Thursday, December 31, 2015

California's Aliso Canyon Disaster and Regulating Methane Leaks

The big news from California regards a massive leak from Southern California Gas Company's Aliso Canyon storage well. The leak, which has been ongoing since October 23, is accounting for roughly a quarter of California's methane emissions.

This is bad news for numerous reasons: Methane is a greenhouse gas 20 times more potent than carbon dioxide in its heat-trapping effect over a 100-year period (and 75 times as potent over 20 years). Unburned hydrocarbons are also a noxious pollutant in their own right, causing respiratory distress, headaches and other health problems.

Worse yet, is that that SoCal Gas has proven unable to plug the leak and expect that it will continue until the spring of 2016.

What's perhaps the most infuriating for me is that this sort of leak doesn't appear to be covered by the state's Cap-and trade apparatus designed to limit emissions, since methane leaks from wells do not need to be reported as emissions under state law.  That's too bad, because as EEnews  notes, the leak is the equivalent to about three percent of the state's TOTAL annual greenhouse gas emissions.

If the leak had been covered under the California Air Resources Board's last auction (which calculates methane's impact at 20 times the, SoCal Gas would have needed to purchase SoCal Gas approximately 1.67 million permits at $12.73 per ton of CO2 equivalent to cover the amount of methane leaked at the time writing this. That's $21.3 million. Of course, applicable environmental damage and public health fines, compensation for victims, as well as medium-sized terms in state minimum-security prisons for relevant SoCal Gas executives would be layered on top of that. 

I'm not holding my breath -- though California is much more diligent about these sorts of things than my current residence of Texas.

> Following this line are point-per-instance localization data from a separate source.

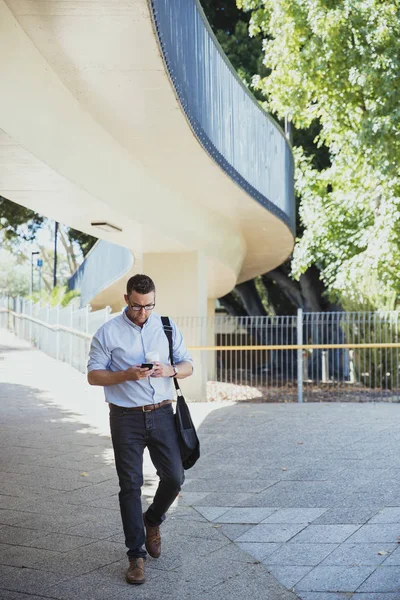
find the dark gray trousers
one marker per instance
(131, 433)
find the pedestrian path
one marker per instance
(60, 528)
(288, 501)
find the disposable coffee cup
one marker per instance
(152, 357)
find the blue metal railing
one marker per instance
(104, 264)
(227, 120)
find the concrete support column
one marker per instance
(211, 341)
(181, 293)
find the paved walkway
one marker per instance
(303, 497)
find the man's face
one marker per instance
(138, 301)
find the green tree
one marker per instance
(336, 65)
(19, 226)
(275, 292)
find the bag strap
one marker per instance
(168, 332)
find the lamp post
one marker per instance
(55, 254)
(31, 286)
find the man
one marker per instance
(141, 413)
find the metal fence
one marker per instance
(63, 333)
(333, 356)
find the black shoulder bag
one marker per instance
(188, 441)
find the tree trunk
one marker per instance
(251, 298)
(232, 305)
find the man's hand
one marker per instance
(136, 373)
(161, 370)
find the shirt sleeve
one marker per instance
(99, 354)
(180, 352)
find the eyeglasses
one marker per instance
(137, 307)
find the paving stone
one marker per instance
(215, 499)
(27, 580)
(227, 485)
(295, 515)
(271, 533)
(51, 523)
(288, 576)
(394, 558)
(374, 596)
(21, 556)
(386, 515)
(245, 585)
(383, 532)
(185, 512)
(326, 596)
(297, 494)
(233, 532)
(59, 542)
(94, 529)
(18, 536)
(300, 554)
(88, 587)
(259, 550)
(343, 516)
(384, 579)
(351, 554)
(9, 595)
(334, 579)
(212, 512)
(245, 515)
(325, 534)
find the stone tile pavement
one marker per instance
(288, 501)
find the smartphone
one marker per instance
(148, 366)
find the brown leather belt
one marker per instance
(149, 407)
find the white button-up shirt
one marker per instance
(120, 344)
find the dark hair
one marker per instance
(142, 284)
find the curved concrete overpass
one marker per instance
(128, 112)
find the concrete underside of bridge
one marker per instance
(91, 130)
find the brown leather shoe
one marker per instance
(135, 573)
(153, 538)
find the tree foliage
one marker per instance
(18, 222)
(336, 64)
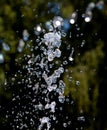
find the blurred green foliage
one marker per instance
(86, 77)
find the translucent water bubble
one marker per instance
(5, 46)
(70, 58)
(81, 118)
(90, 6)
(53, 38)
(88, 16)
(37, 29)
(1, 58)
(25, 35)
(61, 98)
(50, 57)
(73, 18)
(49, 26)
(51, 88)
(21, 45)
(77, 83)
(57, 53)
(57, 21)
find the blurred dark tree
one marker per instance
(86, 79)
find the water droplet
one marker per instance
(1, 58)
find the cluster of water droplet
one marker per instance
(42, 86)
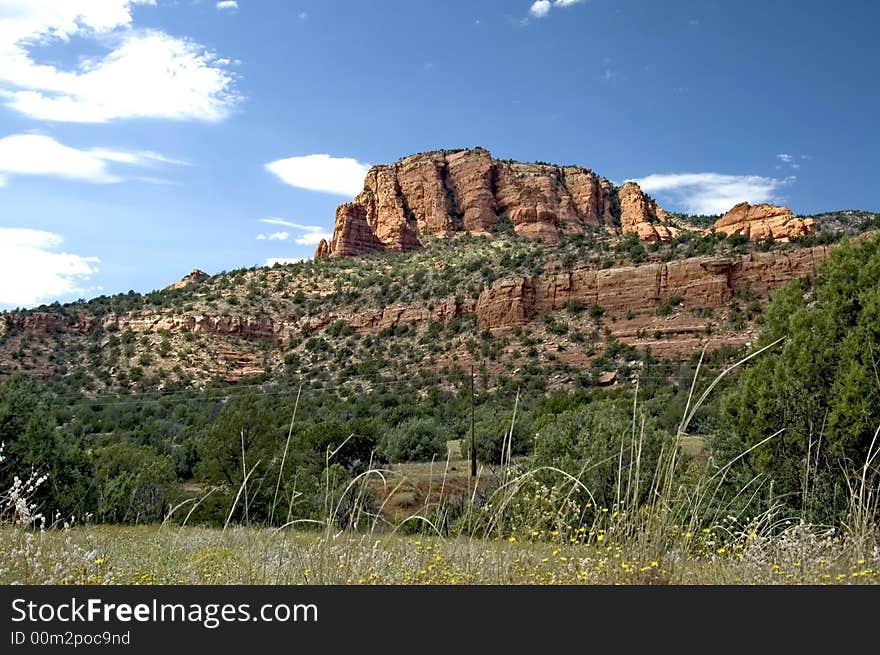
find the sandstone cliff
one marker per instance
(764, 221)
(194, 277)
(443, 193)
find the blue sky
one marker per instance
(140, 139)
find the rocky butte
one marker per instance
(447, 192)
(443, 193)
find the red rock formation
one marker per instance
(764, 221)
(47, 322)
(323, 249)
(642, 216)
(194, 277)
(701, 282)
(441, 193)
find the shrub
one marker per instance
(414, 440)
(821, 389)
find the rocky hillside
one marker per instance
(518, 270)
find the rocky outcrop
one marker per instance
(194, 277)
(443, 193)
(763, 222)
(323, 249)
(642, 216)
(698, 282)
(47, 323)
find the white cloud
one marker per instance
(37, 154)
(271, 261)
(144, 74)
(32, 272)
(275, 236)
(712, 193)
(341, 176)
(312, 238)
(541, 8)
(787, 160)
(310, 235)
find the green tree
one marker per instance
(134, 483)
(821, 388)
(415, 440)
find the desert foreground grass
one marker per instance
(175, 555)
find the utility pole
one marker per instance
(473, 429)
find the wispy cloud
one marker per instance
(143, 74)
(541, 8)
(786, 160)
(32, 270)
(274, 236)
(37, 154)
(341, 176)
(711, 193)
(308, 235)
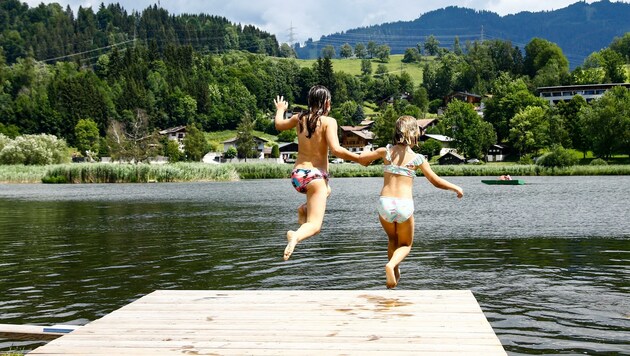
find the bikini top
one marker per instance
(408, 170)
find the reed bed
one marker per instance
(262, 170)
(21, 174)
(202, 172)
(137, 173)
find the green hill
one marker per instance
(353, 66)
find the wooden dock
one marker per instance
(274, 322)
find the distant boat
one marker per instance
(504, 182)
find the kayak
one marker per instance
(504, 182)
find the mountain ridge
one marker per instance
(579, 29)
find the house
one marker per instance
(451, 158)
(467, 97)
(288, 150)
(447, 142)
(260, 143)
(424, 124)
(177, 134)
(368, 123)
(356, 138)
(566, 92)
(497, 153)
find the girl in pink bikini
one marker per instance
(317, 133)
(396, 206)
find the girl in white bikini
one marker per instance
(316, 134)
(396, 204)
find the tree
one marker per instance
(172, 151)
(195, 144)
(432, 45)
(420, 99)
(431, 148)
(539, 53)
(614, 69)
(287, 51)
(528, 130)
(132, 141)
(287, 136)
(381, 69)
(366, 67)
(230, 153)
(87, 137)
(345, 51)
(472, 135)
(34, 150)
(382, 52)
(275, 151)
(621, 45)
(607, 121)
(371, 49)
(360, 51)
(385, 126)
(346, 111)
(411, 55)
(326, 75)
(329, 52)
(570, 112)
(245, 144)
(509, 97)
(457, 48)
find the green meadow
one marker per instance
(353, 66)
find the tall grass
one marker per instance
(200, 172)
(262, 170)
(21, 174)
(138, 173)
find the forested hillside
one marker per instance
(50, 33)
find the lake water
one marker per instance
(549, 262)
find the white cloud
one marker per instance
(313, 19)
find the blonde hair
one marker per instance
(407, 131)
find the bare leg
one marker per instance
(392, 245)
(316, 196)
(404, 231)
(302, 214)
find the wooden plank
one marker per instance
(288, 322)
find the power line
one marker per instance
(291, 34)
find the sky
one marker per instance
(296, 21)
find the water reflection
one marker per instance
(548, 262)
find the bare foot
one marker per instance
(391, 277)
(291, 242)
(302, 214)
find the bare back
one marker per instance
(395, 185)
(313, 151)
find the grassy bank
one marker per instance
(201, 172)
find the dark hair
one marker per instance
(318, 95)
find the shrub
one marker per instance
(598, 162)
(35, 150)
(527, 160)
(558, 157)
(230, 153)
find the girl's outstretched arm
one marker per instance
(280, 122)
(367, 157)
(439, 182)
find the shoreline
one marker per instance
(84, 173)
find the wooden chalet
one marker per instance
(356, 138)
(451, 158)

The good news is that the state has been thinking very concretely about these sorts of emissions and I would imagine they likely will be deploying regulations and countermeasures on leaks in the near future. Colorado was the first state to regulate well and pipeline leaks in 2014.  The federal government is finalizing regulations (though these will certainly be challenged in court) as well. However, the federal regulations apply to new pipelines and wells and not existing ones.